Thanks for the clarification.
but i was hoping that i can use 10% if training for validation and leave test data intact for TTA after training. I never thought that it will take randomly from training and testing set combined. it has not been clarified in the docs either.
Conceptually validation data should be kept separated from testing set (as well as testing set). and in many ML packages validation percentage are partitioned from training set only, not training and testing set combined.
if validation_pct is being taken from training and testing combined then any statistics calculated on testing set at the end are biased.
here in fastai if we indicated testing set separately still valid_pct is being taken from both:
Thank you for your suggestion.
but now after I looked deeper in the API it seems that validation set is not being used at training process (I mean as the internal fine-tuning data as it is common in many packages).
for example if I define my databunch as :
data = ImageDataBunch.from_folder(path, ds_tfms=(tfms, tfms), train=“train”, valid=‘test’, bs=8)

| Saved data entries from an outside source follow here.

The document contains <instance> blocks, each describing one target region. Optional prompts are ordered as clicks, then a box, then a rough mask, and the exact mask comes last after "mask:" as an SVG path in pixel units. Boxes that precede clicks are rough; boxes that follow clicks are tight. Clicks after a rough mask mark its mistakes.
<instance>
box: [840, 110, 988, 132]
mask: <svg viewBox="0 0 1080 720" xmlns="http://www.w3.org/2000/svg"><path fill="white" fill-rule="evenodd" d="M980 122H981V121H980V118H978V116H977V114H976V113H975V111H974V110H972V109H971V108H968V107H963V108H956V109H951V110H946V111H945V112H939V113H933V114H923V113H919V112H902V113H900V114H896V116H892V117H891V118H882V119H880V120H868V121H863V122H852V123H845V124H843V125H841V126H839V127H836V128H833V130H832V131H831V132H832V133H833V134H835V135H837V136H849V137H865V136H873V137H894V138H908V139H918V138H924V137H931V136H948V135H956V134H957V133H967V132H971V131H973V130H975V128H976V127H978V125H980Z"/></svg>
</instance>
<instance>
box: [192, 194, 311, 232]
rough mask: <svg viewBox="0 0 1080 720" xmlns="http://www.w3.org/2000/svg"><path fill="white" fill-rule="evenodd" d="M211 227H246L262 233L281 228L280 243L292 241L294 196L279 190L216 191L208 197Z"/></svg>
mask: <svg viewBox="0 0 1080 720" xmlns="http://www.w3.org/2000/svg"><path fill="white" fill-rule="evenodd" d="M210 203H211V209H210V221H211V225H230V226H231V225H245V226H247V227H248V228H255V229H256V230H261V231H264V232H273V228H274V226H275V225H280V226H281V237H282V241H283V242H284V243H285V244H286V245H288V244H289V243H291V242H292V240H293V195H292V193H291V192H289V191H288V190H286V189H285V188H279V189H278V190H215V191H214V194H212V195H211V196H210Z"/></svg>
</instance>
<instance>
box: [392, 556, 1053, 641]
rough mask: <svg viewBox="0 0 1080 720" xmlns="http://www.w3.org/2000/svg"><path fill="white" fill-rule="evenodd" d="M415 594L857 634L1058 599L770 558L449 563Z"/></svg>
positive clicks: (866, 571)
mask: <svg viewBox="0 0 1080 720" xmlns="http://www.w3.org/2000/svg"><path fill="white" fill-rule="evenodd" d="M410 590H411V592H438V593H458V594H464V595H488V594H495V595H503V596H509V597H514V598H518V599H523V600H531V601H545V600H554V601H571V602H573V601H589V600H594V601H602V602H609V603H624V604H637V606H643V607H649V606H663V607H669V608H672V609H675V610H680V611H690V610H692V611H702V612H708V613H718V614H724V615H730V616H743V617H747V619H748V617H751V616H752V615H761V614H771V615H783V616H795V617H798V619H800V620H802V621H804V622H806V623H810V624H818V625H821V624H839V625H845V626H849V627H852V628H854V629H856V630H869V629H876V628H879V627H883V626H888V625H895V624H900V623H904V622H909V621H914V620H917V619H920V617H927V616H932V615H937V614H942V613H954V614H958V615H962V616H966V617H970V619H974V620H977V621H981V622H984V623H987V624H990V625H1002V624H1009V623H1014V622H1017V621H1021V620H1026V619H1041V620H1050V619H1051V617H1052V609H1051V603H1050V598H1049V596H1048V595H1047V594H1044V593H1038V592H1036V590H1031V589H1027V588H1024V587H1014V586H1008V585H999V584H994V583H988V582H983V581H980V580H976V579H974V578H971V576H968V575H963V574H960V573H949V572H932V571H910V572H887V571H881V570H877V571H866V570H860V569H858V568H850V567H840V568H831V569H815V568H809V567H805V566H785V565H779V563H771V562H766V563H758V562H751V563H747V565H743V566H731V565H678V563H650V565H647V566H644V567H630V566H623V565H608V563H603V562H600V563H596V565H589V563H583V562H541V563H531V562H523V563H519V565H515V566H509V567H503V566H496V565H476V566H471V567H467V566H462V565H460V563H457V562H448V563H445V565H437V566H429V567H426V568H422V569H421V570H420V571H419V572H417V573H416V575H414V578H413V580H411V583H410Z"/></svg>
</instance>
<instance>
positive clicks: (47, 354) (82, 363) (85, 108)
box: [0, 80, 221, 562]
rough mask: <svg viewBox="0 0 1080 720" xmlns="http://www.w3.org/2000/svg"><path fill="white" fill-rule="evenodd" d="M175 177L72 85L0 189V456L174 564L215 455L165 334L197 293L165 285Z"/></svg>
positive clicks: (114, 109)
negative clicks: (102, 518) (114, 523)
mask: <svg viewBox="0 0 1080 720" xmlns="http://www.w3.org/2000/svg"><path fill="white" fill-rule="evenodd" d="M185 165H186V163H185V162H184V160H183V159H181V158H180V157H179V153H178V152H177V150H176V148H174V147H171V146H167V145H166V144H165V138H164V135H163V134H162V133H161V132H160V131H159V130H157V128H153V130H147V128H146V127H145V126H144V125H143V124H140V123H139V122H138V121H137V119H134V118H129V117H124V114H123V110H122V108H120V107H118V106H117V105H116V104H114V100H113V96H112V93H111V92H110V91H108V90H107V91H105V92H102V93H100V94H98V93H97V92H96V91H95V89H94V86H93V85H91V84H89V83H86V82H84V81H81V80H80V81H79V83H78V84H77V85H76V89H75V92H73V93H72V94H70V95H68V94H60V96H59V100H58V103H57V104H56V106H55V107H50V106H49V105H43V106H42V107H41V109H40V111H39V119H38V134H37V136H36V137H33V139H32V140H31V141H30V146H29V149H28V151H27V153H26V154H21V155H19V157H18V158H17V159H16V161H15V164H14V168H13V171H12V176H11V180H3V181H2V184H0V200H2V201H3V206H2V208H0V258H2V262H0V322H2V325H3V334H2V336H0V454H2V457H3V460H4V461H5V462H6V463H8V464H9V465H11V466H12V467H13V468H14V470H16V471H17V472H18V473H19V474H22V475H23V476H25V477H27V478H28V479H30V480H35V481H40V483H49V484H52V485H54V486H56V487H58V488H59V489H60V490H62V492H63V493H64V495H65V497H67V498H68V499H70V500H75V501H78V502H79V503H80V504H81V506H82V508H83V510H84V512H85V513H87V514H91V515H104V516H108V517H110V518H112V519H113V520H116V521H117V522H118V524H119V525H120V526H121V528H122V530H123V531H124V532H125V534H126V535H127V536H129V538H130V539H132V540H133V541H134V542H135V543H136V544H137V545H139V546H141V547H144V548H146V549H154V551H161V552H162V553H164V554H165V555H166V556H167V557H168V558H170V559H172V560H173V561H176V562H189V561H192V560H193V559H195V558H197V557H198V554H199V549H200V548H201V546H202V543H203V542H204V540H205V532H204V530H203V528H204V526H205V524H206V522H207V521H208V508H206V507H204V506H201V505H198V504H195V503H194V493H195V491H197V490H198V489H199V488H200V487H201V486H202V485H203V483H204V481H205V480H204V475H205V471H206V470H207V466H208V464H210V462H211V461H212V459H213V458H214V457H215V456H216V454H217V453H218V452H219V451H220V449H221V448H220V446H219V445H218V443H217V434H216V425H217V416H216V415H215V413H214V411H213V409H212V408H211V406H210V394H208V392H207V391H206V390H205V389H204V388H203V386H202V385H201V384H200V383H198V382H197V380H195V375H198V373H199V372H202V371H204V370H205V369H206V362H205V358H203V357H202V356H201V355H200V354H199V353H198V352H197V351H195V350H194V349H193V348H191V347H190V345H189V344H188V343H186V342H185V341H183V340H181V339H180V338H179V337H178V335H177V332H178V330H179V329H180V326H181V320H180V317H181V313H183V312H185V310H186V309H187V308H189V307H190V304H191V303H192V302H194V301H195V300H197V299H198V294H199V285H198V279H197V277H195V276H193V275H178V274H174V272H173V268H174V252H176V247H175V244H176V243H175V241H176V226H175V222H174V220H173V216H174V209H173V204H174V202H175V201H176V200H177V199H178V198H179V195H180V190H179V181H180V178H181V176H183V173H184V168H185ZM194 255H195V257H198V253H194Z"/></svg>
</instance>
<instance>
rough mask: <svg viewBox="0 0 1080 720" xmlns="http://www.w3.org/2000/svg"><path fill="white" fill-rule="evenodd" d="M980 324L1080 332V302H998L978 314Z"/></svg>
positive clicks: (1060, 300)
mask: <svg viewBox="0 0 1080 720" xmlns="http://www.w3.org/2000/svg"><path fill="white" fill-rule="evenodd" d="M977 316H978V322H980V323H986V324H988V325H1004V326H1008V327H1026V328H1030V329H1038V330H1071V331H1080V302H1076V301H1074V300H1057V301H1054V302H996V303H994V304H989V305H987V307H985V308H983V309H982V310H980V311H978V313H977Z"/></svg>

Validation set will be used only at the time of prediction for example in : learn.get_preds(ds_type=DatasetType.Valid)
or : earn.TTA()
if this correct, i guess there is no concern to have valid=‘test’, right?
Normally you shouldn’t use your test set until the very end. The validation set isn’t used for training, but it’s used to fine-tune hyper-parameters since you adjust them to get a better validation loss/metric at the end of training.

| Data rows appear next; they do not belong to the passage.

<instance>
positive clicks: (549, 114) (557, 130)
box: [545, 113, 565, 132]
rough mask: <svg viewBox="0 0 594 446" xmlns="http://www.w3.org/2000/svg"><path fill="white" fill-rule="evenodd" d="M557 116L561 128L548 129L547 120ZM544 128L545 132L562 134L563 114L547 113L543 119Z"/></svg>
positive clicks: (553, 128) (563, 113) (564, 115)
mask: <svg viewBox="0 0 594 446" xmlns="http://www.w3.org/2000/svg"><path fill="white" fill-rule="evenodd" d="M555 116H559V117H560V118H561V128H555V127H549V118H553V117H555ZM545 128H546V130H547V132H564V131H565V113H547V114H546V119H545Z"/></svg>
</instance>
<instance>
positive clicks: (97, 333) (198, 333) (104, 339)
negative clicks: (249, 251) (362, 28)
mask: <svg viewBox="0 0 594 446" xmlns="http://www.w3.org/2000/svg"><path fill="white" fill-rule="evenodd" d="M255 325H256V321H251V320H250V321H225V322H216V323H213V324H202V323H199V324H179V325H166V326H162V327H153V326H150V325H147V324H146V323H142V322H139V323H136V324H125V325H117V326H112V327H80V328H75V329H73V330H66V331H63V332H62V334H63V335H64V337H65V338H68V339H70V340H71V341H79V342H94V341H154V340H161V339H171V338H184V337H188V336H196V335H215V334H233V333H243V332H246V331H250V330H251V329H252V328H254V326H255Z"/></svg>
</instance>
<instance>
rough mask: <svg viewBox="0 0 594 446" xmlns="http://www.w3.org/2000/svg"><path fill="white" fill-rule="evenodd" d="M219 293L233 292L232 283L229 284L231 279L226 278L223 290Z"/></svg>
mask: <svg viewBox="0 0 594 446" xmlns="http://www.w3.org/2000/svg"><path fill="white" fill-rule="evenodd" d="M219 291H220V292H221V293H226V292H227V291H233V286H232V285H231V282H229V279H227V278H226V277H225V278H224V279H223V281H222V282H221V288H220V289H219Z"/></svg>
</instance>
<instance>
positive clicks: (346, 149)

Thanks for clarification and sorry for tiring you.
But confusion comes in when there are methods such as .tta() or .get_preds() where you need labels for evaluations. perhaps a clarification in the docs where those methods are explained would solve the issue. perhaps there is an explanation now but when i checked it the last time there wasn’t any.
However i figured out what is the issue. I found that unless you define your dataset as : ds_type=DatasetType.Valid it won’t use the new validation set.
If you please let me know why is this? or point me to where there is an explanation for it i would appreciate as it helps me and others to have a better understanding of what is the difference between DatasetType.Valid and data_test.valid_dl
That line can’t work with current fastai. ds_type must be of DatasetType. I’ll stop replying until you provide your whole code, as it’s pointless for me to try to guess what’s happening. Not trying to be mean, but I (or any other person in this forum) really can’t help without seeing everything. Failure might be linked to some line of codes before what you are showing.
Also the whole error message (if applicable) and your current setup (given by show_install) are necessary information to figure out what’s going on.
Thanks, and I think the answer is [quote=“sgugger, post:23, topic:28292”]
That line can’t work with current fastai. ds_type must be of DatasetType .
simply during the version update many thing has changed while the docs are still not fully updated and somewhat frustrating for everyone who is using it.
I understand that i have to share my code but in this case every thing was according to the aforementioned docs which i have shared the link and thought is needless to copy and paste everything again here. but here we go as you requested:
The docs are updated with each new version. If there are places when they’re not fully updated, any PR to fix them will always be more than welcome. TTA isn’t documented in any case, which is another thing where a contribution would be appreciated. In general you’ll find people will be more prompt to help you if you use language like “it’s not perfect, how can help make it better?” rather than just complaining.
Same for the changes. I’m not sure what are the many things that changed since the functions you use haven’t moved in the past three months.
thanks for your clarification. I will try to contribute to TTA documentation.
this is what i wrote two comments above:
and i just asked the question for what is the difference between two data type.
well, there have been changes that each of them took a bit of time until we figured out how to fix them from v0.7 to v1.0. it was unfortunate that we tried to use this library at the time many changes had to happen. Needless to mention all of them here. it was just bad timing i guess
Ah yes sorry, ds_type=DatasetType.Valid is what you want when you have set your new data, because it’s the validation set of data_test. I confused myself
Oh I didn’t realize you were talking of v0.7. It has been stated very clearly that v1.0 was a complete rewrite, so there is absolutely no backward compatibility. Also there was no docs for v0.7, so it’s not a question of having them be updated, more like writing them
There are many methods, actually : ) Please have a look at the data_block docs and the DataBunch docs, for a start. You should also be able to Google many useful blogposts about “fastai data block” API. Worth noticing the strive for consistency (kudos to the devs) between the creation methods for different data types, e.g. image, tabular, text, etc., such that very similar lines of code in fastai can be used for different DL models / applications. Thanks.